До евангельских высот поднялся владыка в этом письме-проповеди о Божиих тварях.

Кошечка, подаренная Екатерина звалась Мурочкой, владыка звал её исключительно Муренсинька. Ни одного письма к Бороденко он не заканчивал без поклона кошке. Примерно такого содержания: «Дорогой Муренсиньке кланяемся, здоровья, счастья желаем. Медведка – мама твоя – и я». И это делал совсем не сентиментальный пастырь, а более чем бескомпромиссный в принципиальных вопросах владыка, твёрдый, суровый, несговорчивый. Не зря был не угоден властям, которые всё сделали, дабы отправить в молодом для архиерея возрасте на покой. Слишком держался независимо, слишком ревностно окормлял паству своей епархии. Снова упрятать владыку в тюрьму, как сделали это в тридцатые годы, не упрятали, но и терпеть не захотели.

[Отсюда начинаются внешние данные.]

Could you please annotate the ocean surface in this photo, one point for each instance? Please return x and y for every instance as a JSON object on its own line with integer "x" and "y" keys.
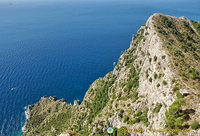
{"x": 58, "y": 48}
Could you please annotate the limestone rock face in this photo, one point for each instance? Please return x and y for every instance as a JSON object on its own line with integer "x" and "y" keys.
{"x": 153, "y": 90}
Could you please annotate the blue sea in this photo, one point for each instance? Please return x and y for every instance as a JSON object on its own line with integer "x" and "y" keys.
{"x": 59, "y": 47}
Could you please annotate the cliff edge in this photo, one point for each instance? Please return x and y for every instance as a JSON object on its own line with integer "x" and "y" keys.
{"x": 153, "y": 90}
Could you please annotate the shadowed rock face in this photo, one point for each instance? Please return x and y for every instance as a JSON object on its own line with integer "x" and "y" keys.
{"x": 155, "y": 85}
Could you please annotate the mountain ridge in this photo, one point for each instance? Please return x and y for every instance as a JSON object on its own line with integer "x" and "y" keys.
{"x": 148, "y": 89}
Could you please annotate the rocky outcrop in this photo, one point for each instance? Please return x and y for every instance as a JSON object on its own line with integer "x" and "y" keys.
{"x": 153, "y": 90}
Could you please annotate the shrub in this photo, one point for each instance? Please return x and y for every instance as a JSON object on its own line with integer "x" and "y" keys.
{"x": 123, "y": 131}
{"x": 157, "y": 108}
{"x": 155, "y": 76}
{"x": 195, "y": 125}
{"x": 179, "y": 95}
{"x": 164, "y": 82}
{"x": 150, "y": 59}
{"x": 126, "y": 118}
{"x": 155, "y": 58}
{"x": 163, "y": 57}
{"x": 150, "y": 79}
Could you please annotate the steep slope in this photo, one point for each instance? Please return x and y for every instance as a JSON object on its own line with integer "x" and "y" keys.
{"x": 153, "y": 90}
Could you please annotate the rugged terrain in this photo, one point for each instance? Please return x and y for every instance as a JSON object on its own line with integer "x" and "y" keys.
{"x": 154, "y": 89}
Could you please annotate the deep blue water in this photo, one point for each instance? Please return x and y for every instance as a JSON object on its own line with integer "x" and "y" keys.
{"x": 59, "y": 48}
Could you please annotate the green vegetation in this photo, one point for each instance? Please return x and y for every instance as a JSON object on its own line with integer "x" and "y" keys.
{"x": 155, "y": 58}
{"x": 150, "y": 79}
{"x": 101, "y": 97}
{"x": 155, "y": 75}
{"x": 150, "y": 59}
{"x": 123, "y": 131}
{"x": 164, "y": 82}
{"x": 195, "y": 125}
{"x": 196, "y": 25}
{"x": 173, "y": 115}
{"x": 157, "y": 108}
{"x": 163, "y": 57}
{"x": 140, "y": 116}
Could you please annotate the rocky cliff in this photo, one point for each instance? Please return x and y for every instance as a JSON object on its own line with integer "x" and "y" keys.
{"x": 153, "y": 90}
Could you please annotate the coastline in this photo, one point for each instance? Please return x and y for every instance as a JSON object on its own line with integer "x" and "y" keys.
{"x": 27, "y": 115}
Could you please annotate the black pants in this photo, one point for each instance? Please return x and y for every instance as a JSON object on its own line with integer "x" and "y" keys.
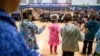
{"x": 87, "y": 47}
{"x": 67, "y": 53}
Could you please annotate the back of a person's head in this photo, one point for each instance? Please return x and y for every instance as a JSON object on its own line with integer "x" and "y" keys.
{"x": 93, "y": 15}
{"x": 54, "y": 17}
{"x": 26, "y": 14}
{"x": 67, "y": 17}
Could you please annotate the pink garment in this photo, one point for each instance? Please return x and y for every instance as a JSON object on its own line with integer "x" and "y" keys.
{"x": 54, "y": 29}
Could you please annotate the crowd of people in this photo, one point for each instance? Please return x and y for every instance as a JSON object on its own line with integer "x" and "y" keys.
{"x": 80, "y": 25}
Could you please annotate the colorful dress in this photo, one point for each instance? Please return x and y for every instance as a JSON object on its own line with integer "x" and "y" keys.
{"x": 12, "y": 42}
{"x": 28, "y": 29}
{"x": 54, "y": 34}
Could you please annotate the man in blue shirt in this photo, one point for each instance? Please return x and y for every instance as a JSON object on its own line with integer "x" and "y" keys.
{"x": 12, "y": 43}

Надо сказать, к духовным чадам в принципиальных вопросах владыка тоже относился со всей строгостью, если те делали себе послабление в сторону мирского. Был случай, Екатерина взялась шить иеродиакону подрясник в Успенский пост. Делать это могла урывками, по вечерам, днём работала. Обещанный иеродиакону срок подходит, а она ещё не бралась за работу. То одно отвлекало, то другое. Кроме того причаститься надо было в пост. Успение выпадало на рабочий день, четверг, в сам праздник не получалось принять святых Христовых Таин. Оставались суббота и воскресенье перед Успением. А тут подрясник. Как всё успеть? Села за шитьё в пятницу вечером, в субботу до поздней ночи шила (ни на литургию, ни на всенощную не пошла) и в воскресенье на литургии не была, оверлок сломался, вручную швы обмётывала. Как результат, к причастию не ходила.

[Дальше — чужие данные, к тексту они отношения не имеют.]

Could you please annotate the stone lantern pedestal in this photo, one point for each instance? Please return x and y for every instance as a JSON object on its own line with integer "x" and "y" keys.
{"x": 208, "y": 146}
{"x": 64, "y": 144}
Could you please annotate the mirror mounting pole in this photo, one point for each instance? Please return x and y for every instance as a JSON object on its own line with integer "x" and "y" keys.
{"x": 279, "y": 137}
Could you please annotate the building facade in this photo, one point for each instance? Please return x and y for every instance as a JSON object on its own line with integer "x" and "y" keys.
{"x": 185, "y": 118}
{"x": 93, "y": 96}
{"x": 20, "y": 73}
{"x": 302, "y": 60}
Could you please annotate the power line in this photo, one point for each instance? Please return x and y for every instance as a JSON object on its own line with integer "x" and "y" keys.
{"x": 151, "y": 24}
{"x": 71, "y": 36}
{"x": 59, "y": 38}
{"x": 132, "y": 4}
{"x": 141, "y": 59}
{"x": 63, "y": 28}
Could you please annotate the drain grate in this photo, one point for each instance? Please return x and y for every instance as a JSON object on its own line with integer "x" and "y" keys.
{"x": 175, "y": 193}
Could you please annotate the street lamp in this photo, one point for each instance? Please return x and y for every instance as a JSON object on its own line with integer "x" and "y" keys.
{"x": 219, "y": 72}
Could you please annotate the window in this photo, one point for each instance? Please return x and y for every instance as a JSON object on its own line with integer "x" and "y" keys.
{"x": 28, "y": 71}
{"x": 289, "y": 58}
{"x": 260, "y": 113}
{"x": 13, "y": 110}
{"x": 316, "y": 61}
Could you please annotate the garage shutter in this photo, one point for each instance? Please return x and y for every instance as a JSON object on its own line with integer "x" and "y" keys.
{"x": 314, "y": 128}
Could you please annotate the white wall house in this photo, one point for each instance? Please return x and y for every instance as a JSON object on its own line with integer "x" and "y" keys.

Владыка Венедикт узнал об этом факте и сразу сел за письмо духовному чаду. Выдержал послание в самом строгом тоне. Екатерина всегда ждала писем владыки, чаще всего это были поздравления к церковным праздникам. Всякий раз послания доставляли огромную радость. И потом до самой смерти она будет бережно хранить эти небольшие листочки, исписанные чётким убористым почерком. Каждая буковка читалась, каждая красиво выписана. Перечитывая слышала голос владыки.

– Владыка, вы так красиво пишите, – скажет однажды.

– Я гимназию с золотой медалью окончил, – улыбаясь, ответит он. – Учили нас хорошо.

То письмо в Успенский пост достала из почтового ящика, распечатала конверт, и обдало холодом. Письмо предназначалось только ей. Обращался владыка сугубо официально никаких «боголюбивейших». «Екатерина Тихоновна! – прочитала она и сразу навернулись слёзы. За первой строкой следовало: – Меня удивил Ваш последний поступок. В субботу Вы должны были причаститься Святых Тела и Крови Христовых, быть причастницей Святых Таин Христовых. А это для истинной христианки должно быть всегда важнее и драгоценнее всего земного, должно быть всегда на первом месте. Между тем Вы пренебрегли этим величайшим Таинством, и в угоду какому-то иеродиакону, предпочли Христу работу земную, сшить этому иеродиакону подрясник в первую очередь, а Христос-де подождет, чтобы приступить к Нему с исповедью и причащением Его Святых Таин. И после этого смеете себя называть христианкой?! Не страшитесь грозного Судию Христа, который вот таким неверным Его последователям, скажет на Страшном Суде: Я не знаю Вас, идите от Меня проклятые в огонь вечный, уготованный диаволу и ангелам его. Убойтесь сего приговора и если Вы, действительно, христианка, то, прежде всего и всех угождайте Господу, а никому из людей, хотя бы и священный сан носящих. Думаю, что больше такого предпочтения людей Христу Вы не повторите. А в этом грехе покайтесь немедленно чрез духовника Господу Богу».

 

При первой возможности Екатерина исповедалась и покаялась.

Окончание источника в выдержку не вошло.